David Finnigan is a regular contributor to the SPA Lunar Section. David stems Halesowen in the West Midlands, and uses a 305mm Schmidt Cassegrain telescope, in conjunction with a ZWO ASE 120 MMS camera. David took this excellent image of the Schickard, Wargentin, Nasmyth and Phocylides group of craters, located near the north-west limb of the Moon, on the evening of 6th February, 2020.
This is a fascinating group of craters which never fails to catch the attention the eye of the observer when located close to the terminator of the almost full Moon. The large, northern formation, Schickard, is listed by Rukl as a vast walled plain, with a partially flooded floor, 227 km in diameter. South of Schickard is Nasmyth, named after the renowned Scot James Nasmyth, a pioneer of steam, but also a renowned selenographer. As the eye continues to traverse south, we come to Phocylides, a peak on the eastern wall where Nasmyth and Phocylides meet, throws a distinctive shadow across that region. But the star of the show must be strange Wargentin, this 84 km formation appears to have filled to the rim with lava to form a level ‘plateau’ upon which at least one wrinkle ridge may be made out. On David’s image, Wargentin has been captured as it emerges from the Lunar night.

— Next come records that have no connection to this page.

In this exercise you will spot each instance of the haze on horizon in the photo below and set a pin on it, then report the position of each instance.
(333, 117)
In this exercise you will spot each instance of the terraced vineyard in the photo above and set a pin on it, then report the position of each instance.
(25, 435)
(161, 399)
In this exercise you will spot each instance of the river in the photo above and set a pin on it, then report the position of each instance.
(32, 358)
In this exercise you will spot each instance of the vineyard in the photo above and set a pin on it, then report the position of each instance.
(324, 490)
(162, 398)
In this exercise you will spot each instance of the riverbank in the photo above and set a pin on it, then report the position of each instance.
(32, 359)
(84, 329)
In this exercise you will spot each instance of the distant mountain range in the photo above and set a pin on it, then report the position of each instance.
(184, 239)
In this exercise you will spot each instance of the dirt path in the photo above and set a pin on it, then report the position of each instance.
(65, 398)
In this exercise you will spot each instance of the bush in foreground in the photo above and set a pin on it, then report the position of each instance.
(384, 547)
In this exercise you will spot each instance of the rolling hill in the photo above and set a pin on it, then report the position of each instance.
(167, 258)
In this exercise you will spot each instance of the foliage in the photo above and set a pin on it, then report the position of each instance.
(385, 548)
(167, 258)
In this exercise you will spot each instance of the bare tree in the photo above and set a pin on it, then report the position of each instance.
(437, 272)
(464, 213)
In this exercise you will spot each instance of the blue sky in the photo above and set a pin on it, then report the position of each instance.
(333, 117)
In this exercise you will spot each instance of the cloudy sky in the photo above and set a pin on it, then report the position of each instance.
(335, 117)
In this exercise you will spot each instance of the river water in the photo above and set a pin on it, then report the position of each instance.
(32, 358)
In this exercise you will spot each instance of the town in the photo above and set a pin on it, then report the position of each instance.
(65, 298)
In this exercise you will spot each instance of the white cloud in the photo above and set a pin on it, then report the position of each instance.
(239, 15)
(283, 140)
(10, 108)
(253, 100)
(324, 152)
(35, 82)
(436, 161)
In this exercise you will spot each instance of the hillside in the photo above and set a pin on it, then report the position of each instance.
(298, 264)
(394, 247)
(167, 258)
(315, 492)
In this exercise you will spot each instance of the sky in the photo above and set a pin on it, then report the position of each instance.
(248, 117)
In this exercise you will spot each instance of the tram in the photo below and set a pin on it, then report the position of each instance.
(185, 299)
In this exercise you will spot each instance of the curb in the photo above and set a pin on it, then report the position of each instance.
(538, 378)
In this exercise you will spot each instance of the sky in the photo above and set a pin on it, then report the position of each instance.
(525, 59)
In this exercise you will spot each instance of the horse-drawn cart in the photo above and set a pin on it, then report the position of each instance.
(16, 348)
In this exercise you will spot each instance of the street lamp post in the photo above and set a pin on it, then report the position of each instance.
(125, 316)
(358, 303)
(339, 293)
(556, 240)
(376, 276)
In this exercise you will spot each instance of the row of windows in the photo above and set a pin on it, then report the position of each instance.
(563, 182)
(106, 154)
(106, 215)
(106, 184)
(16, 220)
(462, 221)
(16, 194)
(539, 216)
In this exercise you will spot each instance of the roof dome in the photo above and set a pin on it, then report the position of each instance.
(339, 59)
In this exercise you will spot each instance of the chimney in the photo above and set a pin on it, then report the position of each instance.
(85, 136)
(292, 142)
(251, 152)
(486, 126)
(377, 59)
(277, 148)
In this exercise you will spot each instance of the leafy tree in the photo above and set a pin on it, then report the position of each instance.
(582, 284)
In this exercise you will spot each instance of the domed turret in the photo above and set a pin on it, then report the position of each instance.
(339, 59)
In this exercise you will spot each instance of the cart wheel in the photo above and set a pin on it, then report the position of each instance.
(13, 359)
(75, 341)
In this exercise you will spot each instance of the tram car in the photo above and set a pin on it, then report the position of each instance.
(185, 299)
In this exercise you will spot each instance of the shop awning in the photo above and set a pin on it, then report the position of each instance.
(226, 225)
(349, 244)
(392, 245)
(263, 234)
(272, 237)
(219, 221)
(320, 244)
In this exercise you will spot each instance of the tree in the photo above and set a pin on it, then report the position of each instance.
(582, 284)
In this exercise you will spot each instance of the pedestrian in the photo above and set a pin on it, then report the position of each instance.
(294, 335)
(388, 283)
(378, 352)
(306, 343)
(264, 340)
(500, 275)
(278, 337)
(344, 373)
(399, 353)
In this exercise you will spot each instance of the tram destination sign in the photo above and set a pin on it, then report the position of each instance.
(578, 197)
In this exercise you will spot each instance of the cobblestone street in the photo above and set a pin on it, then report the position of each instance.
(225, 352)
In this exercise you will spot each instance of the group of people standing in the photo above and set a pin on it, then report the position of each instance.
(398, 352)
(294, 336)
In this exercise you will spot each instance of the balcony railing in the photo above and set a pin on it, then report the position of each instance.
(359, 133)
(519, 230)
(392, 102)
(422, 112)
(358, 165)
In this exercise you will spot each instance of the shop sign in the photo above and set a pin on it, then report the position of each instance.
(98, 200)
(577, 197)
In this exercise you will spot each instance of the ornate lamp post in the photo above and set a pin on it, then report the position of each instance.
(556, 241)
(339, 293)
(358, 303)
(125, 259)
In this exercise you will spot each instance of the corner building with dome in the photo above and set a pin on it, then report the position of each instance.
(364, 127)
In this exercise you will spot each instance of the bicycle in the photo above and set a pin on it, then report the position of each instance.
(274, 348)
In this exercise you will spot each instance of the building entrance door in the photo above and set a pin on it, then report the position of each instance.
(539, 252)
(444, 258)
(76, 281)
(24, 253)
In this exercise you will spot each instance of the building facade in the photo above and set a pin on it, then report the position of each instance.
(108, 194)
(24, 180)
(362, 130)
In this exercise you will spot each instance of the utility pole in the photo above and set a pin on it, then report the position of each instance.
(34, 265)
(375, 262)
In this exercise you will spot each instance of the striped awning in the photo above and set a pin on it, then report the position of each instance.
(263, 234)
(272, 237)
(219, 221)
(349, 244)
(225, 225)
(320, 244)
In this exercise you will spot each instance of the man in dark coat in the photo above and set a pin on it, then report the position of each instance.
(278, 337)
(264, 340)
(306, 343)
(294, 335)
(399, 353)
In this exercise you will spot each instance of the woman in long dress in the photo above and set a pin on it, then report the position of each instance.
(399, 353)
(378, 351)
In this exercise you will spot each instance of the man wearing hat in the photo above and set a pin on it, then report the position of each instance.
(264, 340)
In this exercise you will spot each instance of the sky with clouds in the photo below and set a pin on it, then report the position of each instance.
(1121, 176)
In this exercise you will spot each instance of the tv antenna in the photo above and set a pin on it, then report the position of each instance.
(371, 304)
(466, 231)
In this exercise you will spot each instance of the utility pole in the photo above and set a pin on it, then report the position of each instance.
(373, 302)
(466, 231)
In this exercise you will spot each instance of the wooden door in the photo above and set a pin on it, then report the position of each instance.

This area has also caught the attention, on more than one occasion, of Larry Todd, who observes from Dunedin, on the South Island of New Zealand. Larry uses an OMC200 Maksutov Cassegrain telescope, in conjunction with a ZWO 122 camera, and made this image on 15th June, 2019.
This is a cropped smartphone image taken by David Graham on the evening of 6th February 2020, using his 230mm f13.5 Maksutov Cassegrain telescope. Nomenclature has been added to aid identification of the craters under discussion in this report. The ‘elevated plateau’ appearance of Wargentin is quite marked on this image.
Paul Sutherland took the above image on 6th February 2020 from Walmer in Kent, using a Fuji X-T10 camera attached to a 66mm Lightwave refractor. Of interest is an ‘indentation’ on the southern limb of the Moon, caused by the crater Bailly. The image below is a cropped smartphone image of the southern limb of the Moon, also taken by David Graham that same evening using the equipment previously described. Bailly is shown in relation to the Schickard group of craters.
Bailly is described by Rukl as a ‘vast walled plain, 304 km in diameter’. On 6th February 2020, the formation was still largely in shadow, but the rim of crater ‘Bailly B’, within the main crater, was catching the morning Sun.